If the amount of data you are storing is less than 4KB I would highly recommend you just set that in the cookie to begin with. I generally store things like the user id, user first name, and a couple other attributes. Bear in mind that it is trivial to inspect a cookies value, so this information should be encrypted prior to going to the client.

Another thing is if the query time to pull the data you need from the original source is small, then elect to do that instead of placing it in session. That way you only get it when you actually need it instead of with every single page load.

Explaining the relationship between Cookie and Session:

PHP uses Cookie to uniquely identify the session for each user. That's the only more reliable way because cookie is sent each time you request a file from the server. Using the token in the cookie, which is also the Session identifier, PHP will look up the tmp directory to see if the session exists. If the session exists, the variables are loaded from the correct file and you will be able to access the variables on that session.

Therefore, cookies store the session identifier which is required to identify which user uses which session. This is also how Session Hijacking come about, when people can change the session identifying cookie to use another person's session identifier.

The underlying PHP session implementation sets the cookie.
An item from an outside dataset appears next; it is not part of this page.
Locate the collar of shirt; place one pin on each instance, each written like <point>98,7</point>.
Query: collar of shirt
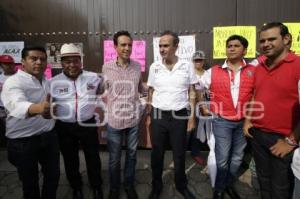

You can alter this and have the session ID value passed in the query string, but I don't recommend it. You don't use the cookie, PHP does. It references the session ID value stored in the cookie to perform lookups to session data.

I'd also like to know, if simply setting another session variable in the session array to keep the user logged in would be sufficient or would I still need to set a cookie?

As soon as the user closes the browser, the session is killed and the cookie is deleted. I don't believe any mechanism exits to persist the session value, and for good reason.